Thursday, December 21, 2017

the final hurdle

In retail, we spend essentially a third of our year gearing up for the holiday shopping season.  Planning, strategizing, implementing, and then really just holding on and riding it out once December hits.  This is my 14th holiday season in retail so it's really not new to me.  This year was going to be a little different from the last, like... maybe six years.  Because I'm running my own store?  Well yes, technically.  Also because of a break up that I'm so tired of writing about but still finding lessons within.  So if it's the most wonderful time of year and 'tis the season to be merry, why do I find myself looking so much into the past?

The overpriced 2017 tree.
The holiday season largely has been a marathon for me.  I started listening to Christmas music the instant Halloween was over, putting the spooky decorations away while bopping around the house in a festive mood and feeling a little bit lighter in my stride.  After all, I made it through the first of the three big holidays, the other two should be a breeze!  I decorated with garland and berries and faux snow, the cute and delightful things I've collected from Pottery Barn bringing a certain nostalgia to life in the house.  I've had a lot of my decorations for coming up on ten years now so to open the green and red totes and pull them out, it reminds me of how I felt in my childhood when it was time to decorate (much like with Halloween when mom would get the boxes down from the attic so I could rummage through them, assigning memories as I went).  As a child I'd place the carol singing teddy bear on a sofa, paying attention to the fast his little Santa hat was starting to tear off.  The red wood berry garland that eventually became my own but that I liked to whip around because it sounded cool.  A green paper tree with sequins glued to it that my sister made and seemed to survive every year.  And of course the buckets of ornaments that were collected over a lifetime.
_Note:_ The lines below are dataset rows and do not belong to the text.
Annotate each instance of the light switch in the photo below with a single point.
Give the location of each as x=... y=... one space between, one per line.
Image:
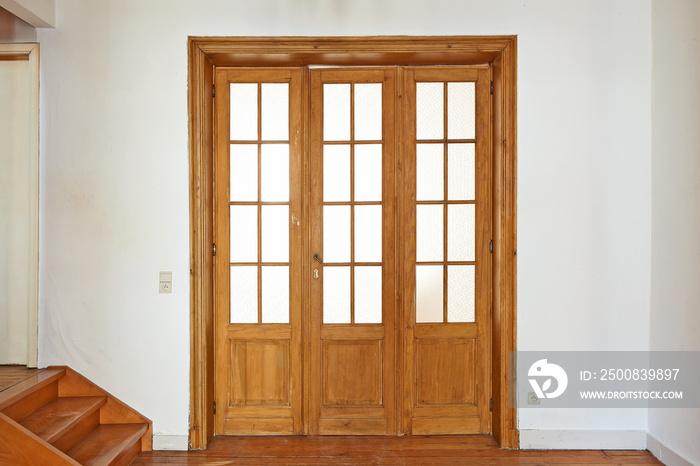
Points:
x=165 y=282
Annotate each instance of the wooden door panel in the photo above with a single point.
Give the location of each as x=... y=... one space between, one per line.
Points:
x=352 y=373
x=445 y=372
x=258 y=364
x=446 y=385
x=259 y=372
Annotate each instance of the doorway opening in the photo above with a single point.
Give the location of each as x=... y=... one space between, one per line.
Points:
x=363 y=304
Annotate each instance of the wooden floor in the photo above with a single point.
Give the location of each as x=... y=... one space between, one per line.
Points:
x=337 y=451
x=12 y=375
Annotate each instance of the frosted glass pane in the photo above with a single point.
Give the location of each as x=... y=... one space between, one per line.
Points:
x=336 y=173
x=368 y=233
x=368 y=112
x=430 y=174
x=244 y=112
x=368 y=295
x=460 y=293
x=336 y=112
x=244 y=295
x=460 y=232
x=244 y=233
x=460 y=172
x=460 y=110
x=336 y=233
x=275 y=295
x=429 y=111
x=336 y=295
x=368 y=172
x=429 y=237
x=244 y=172
x=275 y=173
x=275 y=111
x=275 y=233
x=429 y=293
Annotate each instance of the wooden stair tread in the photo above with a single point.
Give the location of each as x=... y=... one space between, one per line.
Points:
x=56 y=418
x=29 y=386
x=106 y=444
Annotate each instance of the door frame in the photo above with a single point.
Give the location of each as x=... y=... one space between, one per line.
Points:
x=207 y=53
x=29 y=52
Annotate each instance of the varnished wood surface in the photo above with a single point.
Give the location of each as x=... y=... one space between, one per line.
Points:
x=362 y=450
x=12 y=375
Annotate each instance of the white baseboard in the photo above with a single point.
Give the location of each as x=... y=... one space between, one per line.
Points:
x=583 y=439
x=664 y=454
x=171 y=442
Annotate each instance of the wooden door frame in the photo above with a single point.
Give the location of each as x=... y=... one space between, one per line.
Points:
x=29 y=52
x=206 y=53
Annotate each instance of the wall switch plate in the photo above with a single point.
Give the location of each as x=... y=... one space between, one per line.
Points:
x=165 y=282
While not everything I own stretches back that far, it's this time of year in general that brings me back to the past.

Anyway, you're probably still wondering how life has been a marathon.

I think it's been one due to the fact I've been solely focused on the time zipping by so I can go home and see my family.  Solely focused, in a strange way.  I posted a lot on social media last holiday season, and the one before (and the one before) because I was happy and in love and wanted to show it off.  In a moment of self-preservation this summer and with the foresight intention of sparing myself the gut rushes that could come with seeing those posts, I deleted the visual reminders of who that love was with.  Status updates and gingerbread house competitions and tree-cutting excursions stille exist, as it were, and they seem to pop up with reckless abandon like little slaps in the face.  For the most part I can shoulder them off and that's good.

Maybe part of me is just convinced that this year when I go home and see my friends and family, I'll finally realize that I'm okay?  That I've been okay, and that I'm going to still be okay?  Some days don't really feel like that... but there are even less and less days now than there were a month ago where I could cry on cue if you asked me to.  The proof's in the pudding and when you add up the sum of my parts: I'm okay.

That ability to cry on cue however is not due to an overriding feeling of loneliness by any means, it's just my life in general right now.  Concern over my financial situation, said loneliness, stress at work, stress of the holidays, and trying to come across all the while as strong.  This is my reality now and it was so much easier to deal with when I had someone at my side, but I don't anymore and that's okay.  Just one more thing for me to figure out, and I will in due time.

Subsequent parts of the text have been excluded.